BOZEMAN, Mont. — In the climbing community, serious questions are being raised about whether Greg Mortenson climbed six Himalayan peaks, as described in his bestselling book, “Three Cups of Tea.”
Jon Krakauer originally alleged in his online book, “Three Cups of Deceit,” that Mortenson, co-founder of the Central Asia Institute, may have falsely claimed to have climbed those peaks.
According to Mortenson’s book, he made “half a dozen successful Himalayan ascents,” including climbing Annapurna IV and Baruntse, before attempting to climb K2 in 1993.
But Krakauer wrote in the “Endnotes” section of his book that “There is no record in the American Alpine Journal (which meticulously documents all ascents of Annapurna IV, Baruntse and other Himalayan peaks) of Mortenson reaching the summit of, or even attempting, any Himalayan mountain prior to 1993.”
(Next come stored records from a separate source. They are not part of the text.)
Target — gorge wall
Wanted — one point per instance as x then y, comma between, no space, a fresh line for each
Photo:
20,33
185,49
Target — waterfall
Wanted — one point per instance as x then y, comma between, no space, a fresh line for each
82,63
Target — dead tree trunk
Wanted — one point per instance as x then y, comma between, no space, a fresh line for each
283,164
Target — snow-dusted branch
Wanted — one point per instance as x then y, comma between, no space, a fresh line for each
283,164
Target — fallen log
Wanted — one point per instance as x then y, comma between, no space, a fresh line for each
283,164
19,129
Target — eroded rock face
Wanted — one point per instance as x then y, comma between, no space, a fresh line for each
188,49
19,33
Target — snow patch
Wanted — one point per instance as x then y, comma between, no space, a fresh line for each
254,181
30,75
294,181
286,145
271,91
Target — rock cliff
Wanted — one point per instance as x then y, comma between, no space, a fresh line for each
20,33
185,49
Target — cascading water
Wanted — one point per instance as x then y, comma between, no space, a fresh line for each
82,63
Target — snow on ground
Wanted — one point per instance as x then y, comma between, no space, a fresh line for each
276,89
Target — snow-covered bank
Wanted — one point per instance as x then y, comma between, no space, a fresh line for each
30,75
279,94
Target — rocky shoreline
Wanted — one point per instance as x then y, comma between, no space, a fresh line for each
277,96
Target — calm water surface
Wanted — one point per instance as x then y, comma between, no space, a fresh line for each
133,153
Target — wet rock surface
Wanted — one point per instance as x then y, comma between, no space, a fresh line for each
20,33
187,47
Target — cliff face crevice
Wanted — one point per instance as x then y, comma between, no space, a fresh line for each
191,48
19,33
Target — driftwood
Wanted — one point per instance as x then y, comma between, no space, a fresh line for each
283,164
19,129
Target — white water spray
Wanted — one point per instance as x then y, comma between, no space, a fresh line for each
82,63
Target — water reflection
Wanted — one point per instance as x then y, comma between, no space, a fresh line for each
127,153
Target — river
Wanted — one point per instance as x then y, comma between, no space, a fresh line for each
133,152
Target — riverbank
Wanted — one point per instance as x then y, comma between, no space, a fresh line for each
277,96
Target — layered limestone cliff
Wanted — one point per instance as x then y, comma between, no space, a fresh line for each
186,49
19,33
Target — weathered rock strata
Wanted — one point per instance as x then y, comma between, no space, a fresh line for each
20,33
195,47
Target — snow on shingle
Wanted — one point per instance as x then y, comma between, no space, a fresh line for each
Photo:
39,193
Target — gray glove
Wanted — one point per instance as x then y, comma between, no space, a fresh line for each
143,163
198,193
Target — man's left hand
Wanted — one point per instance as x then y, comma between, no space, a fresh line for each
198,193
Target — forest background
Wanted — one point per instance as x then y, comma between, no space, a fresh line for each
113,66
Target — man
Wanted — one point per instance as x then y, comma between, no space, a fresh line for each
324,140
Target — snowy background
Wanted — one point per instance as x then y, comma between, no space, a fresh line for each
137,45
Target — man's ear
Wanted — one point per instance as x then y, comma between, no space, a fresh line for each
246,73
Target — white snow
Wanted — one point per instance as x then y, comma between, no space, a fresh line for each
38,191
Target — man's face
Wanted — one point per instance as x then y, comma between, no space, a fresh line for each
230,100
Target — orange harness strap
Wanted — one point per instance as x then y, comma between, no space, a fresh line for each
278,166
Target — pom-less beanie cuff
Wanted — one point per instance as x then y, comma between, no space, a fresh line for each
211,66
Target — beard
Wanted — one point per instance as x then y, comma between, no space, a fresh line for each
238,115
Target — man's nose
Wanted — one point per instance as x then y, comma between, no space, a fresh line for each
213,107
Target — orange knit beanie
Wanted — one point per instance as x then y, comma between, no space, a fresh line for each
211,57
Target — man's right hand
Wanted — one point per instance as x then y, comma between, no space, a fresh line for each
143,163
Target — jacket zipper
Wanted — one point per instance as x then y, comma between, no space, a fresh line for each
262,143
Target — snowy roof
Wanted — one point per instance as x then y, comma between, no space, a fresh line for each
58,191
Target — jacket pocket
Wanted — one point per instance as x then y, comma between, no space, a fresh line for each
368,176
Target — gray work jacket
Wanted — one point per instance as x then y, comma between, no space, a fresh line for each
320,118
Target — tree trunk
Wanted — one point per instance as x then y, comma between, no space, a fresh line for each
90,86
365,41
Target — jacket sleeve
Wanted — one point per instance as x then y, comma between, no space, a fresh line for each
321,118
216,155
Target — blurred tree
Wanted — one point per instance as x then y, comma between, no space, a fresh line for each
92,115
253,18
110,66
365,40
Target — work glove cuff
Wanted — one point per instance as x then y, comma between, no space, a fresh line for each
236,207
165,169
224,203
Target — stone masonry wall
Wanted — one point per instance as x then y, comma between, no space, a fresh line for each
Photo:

In a July 14 email to the, Chronicle, Phil Powers, executive director of the American Alpine Club, seemed to contradict Krakauer’s statement, writing that “the (journal) only records first ascents or climbs that are similarly ground-breaking so it is easy to imagine Greg making ascents not recorded there.” The, Chronicle published that account in last Sunday’s edition.
But Tuesday, Powers sent another email to the, Chronicle, asking to change his statement.
“While that is the editorial policy of the Journal today, during the years in question, 1989-1992, the editor, H. Adams Carter, attempted to document every known ascent (including guided ascents and illegal ascents) of peaks in the Nepalese Himalaya including Annapurna IV and Baruntse, the peaks Mortenson claimed to have climbed,” Powers wrote. “I am aware of other missing data from these years but the fact that there is no record in the AAJ of Mortenson climbing either of these peaks does raise serious questions.”
He also noted that Elizabeth Hawley, a meticulous Himalayan historian whose research Carter used to compile the journal, told Outside magazine that it “does not prove he didn’t go to either of these two mountains though it strongly suggests that he did not.”
Powers said he realized he needed to modify his statement after considering Carter’s policies when he was editor.
Anne Beyersdorfer, acting director of CAI, responded to Powers’ statement in an email to the, Chronicle.
“From stories I’ve heard of the situation in Nepal more than 20 years ago, after climbers completed guiding jobs it was not altogether uncommon for them to climb with local Sherpas on area peaks without obtaining a permit as a way to save money,” Beyersdorfer wrote. “So, in regards to Greg’s climbs on lesser peaks in the Nepalese Himalaya, my only response is to restate Elizabeth Hawley’s first premise ‘it does not prove he didn’t go to either of these two mountains …’ and underline that the (American Alpine Journal) acknowledges there could be missing data from those years.”
In an Aug. 18 Outside magazine story, Scott Darnsey, Mortenson’s former climbing partner, responded to a section of Krakauer’s book that said Darsney confirmed “that Mortenson had never been to the Himalaya or Karakoram before going to K2.”
“I must have misspoken, or Krakauer misheard,” Darsney wrote. “I meant the Karakoram, not the Himalaya in general. I am pretty sure that (the 1993 K2 climb) was Greg’s first trip to Pakistan, but he had told me of his past trips to Baruntse and Annapurna IV before, for sure, and at the beginning of the 1993 trip.”